Nach der aufgezeichneten ägyptischen Geschichte wurden die Hyksos-Könige tatsächlich von den wiederauflebenden thebanischen Herrschern Oberägypts unter dem Pharao Ahmose besiegt, der das Land wiedervereinigte und das Neue Königreich gründete. Dieser Machtkampf zwischen Ober-und Unterägypten wurde von den Siegern als Krieg der nationalen Befreiung gestylt und die Hyksos wurden als ausländische Invasoren dargestellt, erklärt Ben-Tor.,
Diese Darstellung würde den Expansionismus des Neuen Königreichs anheizen, das unter berühmten Pharaonen wie Tuthmosis III und Ramses II Kanaan und den größten Teil der Levante – die angebliche Heimat der verachteten Aggressoren-eroberte und das ägyptische Reich zu seiner größten Ausdehnung brachte.

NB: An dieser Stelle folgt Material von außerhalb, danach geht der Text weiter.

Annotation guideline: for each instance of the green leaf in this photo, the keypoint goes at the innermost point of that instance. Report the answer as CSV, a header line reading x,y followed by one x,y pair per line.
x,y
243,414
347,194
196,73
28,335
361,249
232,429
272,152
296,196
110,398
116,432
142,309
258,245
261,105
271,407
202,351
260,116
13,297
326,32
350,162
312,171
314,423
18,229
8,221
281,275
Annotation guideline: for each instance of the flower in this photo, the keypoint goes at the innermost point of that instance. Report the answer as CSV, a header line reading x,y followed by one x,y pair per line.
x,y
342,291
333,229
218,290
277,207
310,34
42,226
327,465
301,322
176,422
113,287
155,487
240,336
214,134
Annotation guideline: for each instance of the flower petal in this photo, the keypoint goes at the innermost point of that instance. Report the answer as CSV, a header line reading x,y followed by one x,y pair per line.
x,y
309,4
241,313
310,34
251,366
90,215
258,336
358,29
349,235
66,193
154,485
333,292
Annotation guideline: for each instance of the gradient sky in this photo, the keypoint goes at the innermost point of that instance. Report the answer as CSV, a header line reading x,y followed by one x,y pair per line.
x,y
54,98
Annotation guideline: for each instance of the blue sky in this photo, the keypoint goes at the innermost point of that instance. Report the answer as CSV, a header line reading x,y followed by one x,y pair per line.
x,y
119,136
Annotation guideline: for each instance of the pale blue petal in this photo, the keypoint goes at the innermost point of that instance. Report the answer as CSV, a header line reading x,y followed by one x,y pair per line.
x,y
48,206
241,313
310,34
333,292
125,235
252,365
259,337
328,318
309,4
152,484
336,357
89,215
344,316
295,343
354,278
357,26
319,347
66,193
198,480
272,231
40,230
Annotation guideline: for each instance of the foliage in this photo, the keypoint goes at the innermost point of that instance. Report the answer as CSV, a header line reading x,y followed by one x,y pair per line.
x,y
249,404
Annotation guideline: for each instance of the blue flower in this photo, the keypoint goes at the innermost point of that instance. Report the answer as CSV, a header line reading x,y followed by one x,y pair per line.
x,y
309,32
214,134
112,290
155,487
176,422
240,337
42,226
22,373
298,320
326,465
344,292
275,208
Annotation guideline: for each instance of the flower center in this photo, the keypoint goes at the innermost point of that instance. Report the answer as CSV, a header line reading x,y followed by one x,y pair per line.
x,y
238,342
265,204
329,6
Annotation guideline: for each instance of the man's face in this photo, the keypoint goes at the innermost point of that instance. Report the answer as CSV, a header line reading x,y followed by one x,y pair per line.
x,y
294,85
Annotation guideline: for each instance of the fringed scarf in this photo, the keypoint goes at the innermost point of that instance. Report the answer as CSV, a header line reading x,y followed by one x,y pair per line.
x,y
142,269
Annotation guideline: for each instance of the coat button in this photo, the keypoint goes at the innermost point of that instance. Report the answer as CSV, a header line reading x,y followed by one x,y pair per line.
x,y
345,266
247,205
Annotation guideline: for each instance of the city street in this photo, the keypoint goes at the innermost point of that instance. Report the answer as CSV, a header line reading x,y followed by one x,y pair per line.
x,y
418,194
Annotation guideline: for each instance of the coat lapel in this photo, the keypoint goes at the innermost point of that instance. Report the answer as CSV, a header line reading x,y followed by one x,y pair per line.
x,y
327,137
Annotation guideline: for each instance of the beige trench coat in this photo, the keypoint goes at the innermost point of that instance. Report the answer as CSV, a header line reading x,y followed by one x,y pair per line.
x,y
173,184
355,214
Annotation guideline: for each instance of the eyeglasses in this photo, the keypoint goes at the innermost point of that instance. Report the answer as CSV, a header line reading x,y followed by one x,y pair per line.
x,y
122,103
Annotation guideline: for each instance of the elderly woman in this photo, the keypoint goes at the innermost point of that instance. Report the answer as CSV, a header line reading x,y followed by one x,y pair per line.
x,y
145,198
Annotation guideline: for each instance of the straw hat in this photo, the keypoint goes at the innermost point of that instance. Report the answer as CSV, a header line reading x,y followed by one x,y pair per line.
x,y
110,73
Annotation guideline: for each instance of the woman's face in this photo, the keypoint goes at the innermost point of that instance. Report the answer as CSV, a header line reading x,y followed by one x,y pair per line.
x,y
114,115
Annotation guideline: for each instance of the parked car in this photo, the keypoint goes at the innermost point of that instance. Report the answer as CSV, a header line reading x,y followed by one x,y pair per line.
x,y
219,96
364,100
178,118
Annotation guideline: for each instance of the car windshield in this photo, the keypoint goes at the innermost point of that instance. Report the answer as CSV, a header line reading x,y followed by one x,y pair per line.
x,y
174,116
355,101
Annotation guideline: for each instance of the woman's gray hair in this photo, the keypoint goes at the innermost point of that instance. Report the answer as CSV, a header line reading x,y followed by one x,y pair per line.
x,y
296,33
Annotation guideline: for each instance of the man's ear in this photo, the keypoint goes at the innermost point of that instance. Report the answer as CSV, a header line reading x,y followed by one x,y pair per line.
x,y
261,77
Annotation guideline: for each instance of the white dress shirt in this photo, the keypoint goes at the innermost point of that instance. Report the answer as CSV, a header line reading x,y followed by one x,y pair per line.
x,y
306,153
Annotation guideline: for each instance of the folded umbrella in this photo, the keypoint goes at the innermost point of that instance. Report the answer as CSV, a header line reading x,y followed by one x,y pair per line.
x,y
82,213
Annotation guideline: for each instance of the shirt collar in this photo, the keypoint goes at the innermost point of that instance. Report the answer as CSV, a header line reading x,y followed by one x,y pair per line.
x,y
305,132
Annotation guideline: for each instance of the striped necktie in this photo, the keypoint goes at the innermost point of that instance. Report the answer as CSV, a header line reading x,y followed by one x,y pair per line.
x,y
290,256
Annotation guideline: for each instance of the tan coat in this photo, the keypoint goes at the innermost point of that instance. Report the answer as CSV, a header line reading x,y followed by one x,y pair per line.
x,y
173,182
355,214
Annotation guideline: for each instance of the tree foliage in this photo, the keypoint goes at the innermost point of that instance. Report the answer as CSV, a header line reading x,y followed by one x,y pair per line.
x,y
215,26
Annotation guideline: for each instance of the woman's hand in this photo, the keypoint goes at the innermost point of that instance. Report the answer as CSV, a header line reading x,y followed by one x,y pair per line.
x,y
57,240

„Die Hyksos-Invasion wurde als eine Schande dargestellt, die verhindert werden musste, sich zu wiederholen, indem man diese Länder kontrollierte“, erzählt Ben-Tor Haaretz. „Die Hyksos waren der Teufel inkarniert, während der ägyptische König der Retter der Welt war.,“
Hasse die Hyksos, hassen die Juden
die Angst und Die Abscheu vor den Hyksos Knecht Ruprecht durchdrungen alten ägyptischen Kultur für Jahrhunderte zu kommen. Zu Manethos Zeit, so Ben-Tor, gab es auch eine andere Art von Hass im Land: Antisemitismus., Die Spannungen zwischen den hellenisierten Ägyptern und den jüdischen Gemeinden in Ägypten waren oft hoch, besonders in Alexandria, so sehr, dass einige Gelehrte es als Geburtsort des Antisemitismus betrachten.

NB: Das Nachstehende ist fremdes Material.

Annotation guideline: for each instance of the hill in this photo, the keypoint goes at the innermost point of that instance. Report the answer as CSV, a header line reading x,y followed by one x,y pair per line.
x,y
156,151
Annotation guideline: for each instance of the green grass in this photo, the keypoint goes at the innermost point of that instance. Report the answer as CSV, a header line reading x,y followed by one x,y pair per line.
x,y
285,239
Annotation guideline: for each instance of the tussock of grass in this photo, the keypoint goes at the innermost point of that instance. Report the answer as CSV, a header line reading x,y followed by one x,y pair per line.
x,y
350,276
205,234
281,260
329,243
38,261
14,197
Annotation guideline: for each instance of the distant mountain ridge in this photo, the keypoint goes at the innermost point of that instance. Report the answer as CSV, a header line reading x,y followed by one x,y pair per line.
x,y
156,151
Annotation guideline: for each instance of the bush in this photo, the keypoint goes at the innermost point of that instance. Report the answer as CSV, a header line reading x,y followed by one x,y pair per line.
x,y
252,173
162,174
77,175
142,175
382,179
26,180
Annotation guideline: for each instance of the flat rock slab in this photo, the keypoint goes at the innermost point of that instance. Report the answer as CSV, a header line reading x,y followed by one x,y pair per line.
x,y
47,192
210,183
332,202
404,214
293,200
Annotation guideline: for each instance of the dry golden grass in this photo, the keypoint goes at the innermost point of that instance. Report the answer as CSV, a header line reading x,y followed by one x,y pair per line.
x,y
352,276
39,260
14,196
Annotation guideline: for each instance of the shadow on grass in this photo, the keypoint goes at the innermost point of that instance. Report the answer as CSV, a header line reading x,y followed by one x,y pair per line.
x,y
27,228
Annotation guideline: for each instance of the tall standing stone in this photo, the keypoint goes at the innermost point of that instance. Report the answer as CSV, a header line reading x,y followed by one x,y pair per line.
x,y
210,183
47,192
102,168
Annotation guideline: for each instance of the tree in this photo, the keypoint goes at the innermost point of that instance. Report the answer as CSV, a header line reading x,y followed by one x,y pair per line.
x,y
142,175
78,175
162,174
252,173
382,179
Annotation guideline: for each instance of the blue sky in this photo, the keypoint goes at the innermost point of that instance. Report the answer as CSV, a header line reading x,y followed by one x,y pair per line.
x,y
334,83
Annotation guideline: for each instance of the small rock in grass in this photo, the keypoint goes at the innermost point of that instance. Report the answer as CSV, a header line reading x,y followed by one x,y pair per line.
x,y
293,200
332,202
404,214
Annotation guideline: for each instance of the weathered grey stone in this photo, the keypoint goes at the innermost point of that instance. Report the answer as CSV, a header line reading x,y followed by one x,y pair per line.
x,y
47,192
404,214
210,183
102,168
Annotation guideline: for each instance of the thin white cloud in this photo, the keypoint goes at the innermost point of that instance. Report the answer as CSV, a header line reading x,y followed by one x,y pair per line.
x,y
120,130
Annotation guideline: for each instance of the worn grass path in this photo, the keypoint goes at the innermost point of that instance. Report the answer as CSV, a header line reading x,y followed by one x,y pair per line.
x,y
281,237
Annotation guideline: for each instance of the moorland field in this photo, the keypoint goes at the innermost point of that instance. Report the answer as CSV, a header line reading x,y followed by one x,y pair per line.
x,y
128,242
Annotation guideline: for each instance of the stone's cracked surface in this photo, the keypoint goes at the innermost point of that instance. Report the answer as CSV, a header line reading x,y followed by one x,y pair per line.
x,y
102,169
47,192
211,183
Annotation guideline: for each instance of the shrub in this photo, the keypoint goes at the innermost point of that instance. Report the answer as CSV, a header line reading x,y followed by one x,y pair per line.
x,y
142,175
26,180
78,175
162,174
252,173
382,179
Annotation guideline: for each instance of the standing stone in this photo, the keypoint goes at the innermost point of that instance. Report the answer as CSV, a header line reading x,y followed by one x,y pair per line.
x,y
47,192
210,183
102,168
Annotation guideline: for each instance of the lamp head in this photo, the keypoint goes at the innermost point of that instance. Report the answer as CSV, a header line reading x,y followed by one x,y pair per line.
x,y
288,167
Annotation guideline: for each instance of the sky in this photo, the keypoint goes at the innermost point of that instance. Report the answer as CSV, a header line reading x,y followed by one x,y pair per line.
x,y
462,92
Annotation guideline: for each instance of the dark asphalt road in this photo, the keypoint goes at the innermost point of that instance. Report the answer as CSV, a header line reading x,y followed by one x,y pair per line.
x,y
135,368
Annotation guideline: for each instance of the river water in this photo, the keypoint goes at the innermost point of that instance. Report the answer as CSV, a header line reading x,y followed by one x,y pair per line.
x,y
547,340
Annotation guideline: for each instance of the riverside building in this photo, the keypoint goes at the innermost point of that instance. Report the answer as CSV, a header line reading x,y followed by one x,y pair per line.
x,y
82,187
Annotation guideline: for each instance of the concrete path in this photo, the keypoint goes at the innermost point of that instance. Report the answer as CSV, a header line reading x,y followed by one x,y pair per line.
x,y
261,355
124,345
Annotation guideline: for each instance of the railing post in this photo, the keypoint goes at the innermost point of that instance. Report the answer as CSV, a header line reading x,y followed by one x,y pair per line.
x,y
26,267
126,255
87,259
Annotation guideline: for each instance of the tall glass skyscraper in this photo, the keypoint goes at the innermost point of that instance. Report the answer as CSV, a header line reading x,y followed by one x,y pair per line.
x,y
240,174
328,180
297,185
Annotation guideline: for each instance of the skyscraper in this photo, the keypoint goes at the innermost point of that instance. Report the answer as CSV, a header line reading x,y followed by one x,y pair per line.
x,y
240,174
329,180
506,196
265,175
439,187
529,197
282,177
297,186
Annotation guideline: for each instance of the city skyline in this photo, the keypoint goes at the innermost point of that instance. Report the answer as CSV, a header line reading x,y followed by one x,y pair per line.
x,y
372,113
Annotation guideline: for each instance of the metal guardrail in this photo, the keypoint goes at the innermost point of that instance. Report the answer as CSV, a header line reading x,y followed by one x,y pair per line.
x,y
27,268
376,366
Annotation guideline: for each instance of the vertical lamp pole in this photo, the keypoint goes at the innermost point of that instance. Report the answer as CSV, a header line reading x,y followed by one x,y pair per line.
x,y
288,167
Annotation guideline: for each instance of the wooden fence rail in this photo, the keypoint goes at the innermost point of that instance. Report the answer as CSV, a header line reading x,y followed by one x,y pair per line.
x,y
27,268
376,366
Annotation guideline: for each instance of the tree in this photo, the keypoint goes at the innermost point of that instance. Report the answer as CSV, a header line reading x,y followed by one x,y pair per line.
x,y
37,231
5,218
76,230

So ist es plausibel, dass Manethos Nacherzählung der Vertreibung der Hyksos als Exodus – ähnlicher Ursprungsmythos für die Israeliten wenig mit der Geschichte zu tun hatte und eher ein Versuch war, die Juden zu beschmieren, indem sie mit Ägyptens legendärem Erzfeind verschmolzen wurden.,
Die meisten Gelehrten glauben heute nicht, dass es eine direkte Verbindung zwischen den abtrünnigen Herrschern Unterägypten und den Israeliten gibt, abgesehen von der Tatsache, dass sie beide im Großen und Ganzen aus derselben Region der Welt stammten. Zumindest gibt es eine Lücke von mehr als 300 Jahren zwischen dem Fall der Hyksos und dem ersten Erscheinen eines Volkes namens Israel in einer Stele des ägyptischen Pharaos Merneptah am Ende des 13.,
Einige, wie der Ägyptologe Donald Redford, haben vorgeschlagen, dass die biblische Geschichte des Exodus entfernte kanaanitische Erinnerungen an die Vertreibung der Hyksos enthalten könnte.

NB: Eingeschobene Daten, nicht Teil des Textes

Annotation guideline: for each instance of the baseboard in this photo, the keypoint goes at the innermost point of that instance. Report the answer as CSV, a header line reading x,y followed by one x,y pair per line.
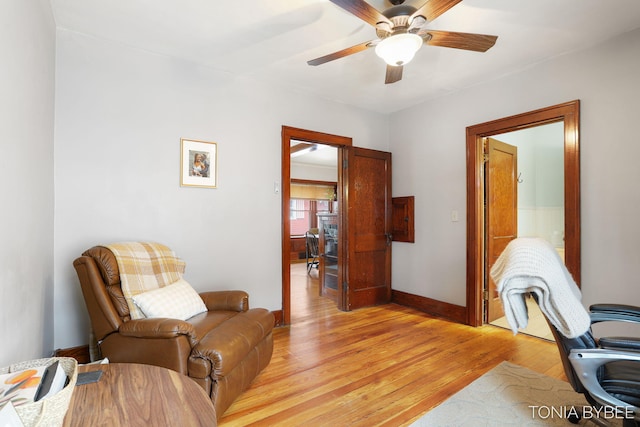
x,y
80,353
455,313
279,317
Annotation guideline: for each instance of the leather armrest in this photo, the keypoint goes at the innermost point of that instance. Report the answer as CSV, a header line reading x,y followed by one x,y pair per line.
x,y
620,343
614,312
158,328
226,300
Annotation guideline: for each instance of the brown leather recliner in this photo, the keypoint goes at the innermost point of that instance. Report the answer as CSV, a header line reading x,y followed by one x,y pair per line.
x,y
223,349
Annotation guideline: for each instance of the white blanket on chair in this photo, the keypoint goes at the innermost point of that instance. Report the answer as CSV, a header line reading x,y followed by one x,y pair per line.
x,y
532,265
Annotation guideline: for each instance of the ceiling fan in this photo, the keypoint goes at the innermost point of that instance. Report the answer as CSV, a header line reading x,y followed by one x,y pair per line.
x,y
401,31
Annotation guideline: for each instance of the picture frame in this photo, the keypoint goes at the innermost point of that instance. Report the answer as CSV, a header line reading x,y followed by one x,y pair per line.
x,y
198,163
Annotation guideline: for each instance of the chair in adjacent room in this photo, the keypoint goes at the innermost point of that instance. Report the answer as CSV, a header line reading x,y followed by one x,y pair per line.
x,y
605,370
312,252
142,311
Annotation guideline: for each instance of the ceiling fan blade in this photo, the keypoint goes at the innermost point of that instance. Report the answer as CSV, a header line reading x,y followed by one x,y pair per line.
x,y
341,53
434,8
394,74
363,10
466,41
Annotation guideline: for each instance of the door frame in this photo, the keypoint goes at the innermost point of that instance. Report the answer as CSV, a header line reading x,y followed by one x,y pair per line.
x,y
289,133
569,114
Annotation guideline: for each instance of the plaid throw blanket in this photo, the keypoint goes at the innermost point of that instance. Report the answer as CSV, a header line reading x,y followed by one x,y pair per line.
x,y
145,266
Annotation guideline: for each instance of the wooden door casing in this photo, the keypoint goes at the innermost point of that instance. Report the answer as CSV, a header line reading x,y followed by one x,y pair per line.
x,y
501,212
367,194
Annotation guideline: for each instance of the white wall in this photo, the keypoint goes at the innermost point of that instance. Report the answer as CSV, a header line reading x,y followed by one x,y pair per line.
x,y
120,114
27,55
432,155
540,181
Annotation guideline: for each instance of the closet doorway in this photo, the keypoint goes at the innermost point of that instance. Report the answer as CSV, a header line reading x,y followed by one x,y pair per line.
x,y
569,115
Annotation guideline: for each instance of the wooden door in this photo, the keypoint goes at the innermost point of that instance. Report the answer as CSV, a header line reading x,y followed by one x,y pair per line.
x,y
367,196
501,204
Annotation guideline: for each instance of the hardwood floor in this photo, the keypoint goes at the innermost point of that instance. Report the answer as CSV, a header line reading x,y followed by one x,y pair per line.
x,y
378,366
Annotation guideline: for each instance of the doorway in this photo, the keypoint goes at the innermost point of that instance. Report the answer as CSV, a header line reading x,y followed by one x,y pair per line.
x,y
295,134
363,221
568,115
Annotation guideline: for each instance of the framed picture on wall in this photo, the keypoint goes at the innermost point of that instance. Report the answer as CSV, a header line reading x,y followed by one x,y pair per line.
x,y
198,163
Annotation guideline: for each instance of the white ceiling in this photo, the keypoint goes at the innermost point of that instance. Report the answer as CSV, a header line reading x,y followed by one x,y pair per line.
x,y
271,40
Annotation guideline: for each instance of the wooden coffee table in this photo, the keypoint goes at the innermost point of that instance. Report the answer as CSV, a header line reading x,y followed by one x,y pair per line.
x,y
139,395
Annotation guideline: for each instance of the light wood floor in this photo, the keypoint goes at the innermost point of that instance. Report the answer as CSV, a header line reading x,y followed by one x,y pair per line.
x,y
379,366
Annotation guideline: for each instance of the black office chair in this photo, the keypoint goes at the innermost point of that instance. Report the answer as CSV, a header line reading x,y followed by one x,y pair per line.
x,y
605,370
312,250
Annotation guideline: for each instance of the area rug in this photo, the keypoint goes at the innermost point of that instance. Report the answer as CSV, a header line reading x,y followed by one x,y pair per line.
x,y
509,395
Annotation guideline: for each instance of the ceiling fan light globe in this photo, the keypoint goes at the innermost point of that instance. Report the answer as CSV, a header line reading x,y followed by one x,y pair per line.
x,y
399,49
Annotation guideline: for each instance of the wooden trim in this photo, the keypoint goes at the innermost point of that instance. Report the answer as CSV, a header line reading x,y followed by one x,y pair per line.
x,y
455,313
569,113
289,133
313,182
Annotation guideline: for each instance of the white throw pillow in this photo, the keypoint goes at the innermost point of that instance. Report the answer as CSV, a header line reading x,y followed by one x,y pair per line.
x,y
175,301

Das ist möglich, aber sehr schwer zu beweisen, sagt Ben-Tor. Bis heute gibt es keine archäologischen Beweise dafür, dass die Geschichte des Exodus ein bestimmtes historisches Ereignis widerspiegelt-ob es sich um die Hyksos oder die Israeliten handelt.,
Was wahrscheinlicher erscheint, ist, dass die majestätischen biblischen Erzählungen der Kinder Israel, die zwischen Ägypten und Kanaan hin und her ziehen, dasselbe Phänomen widerspiegeln, das durch das Studium der menschlichen Überreste von Tell el-Dab ‚ a belegt wird: eine jahrhundertelange oder sogar jahrtausendealte Geschichte von Migration, Konflikten, Interdependenz und kulturellem Austausch zwischen zwei Regionen, in denen sich einige der frühesten menschlichen Zivilisationen befanden.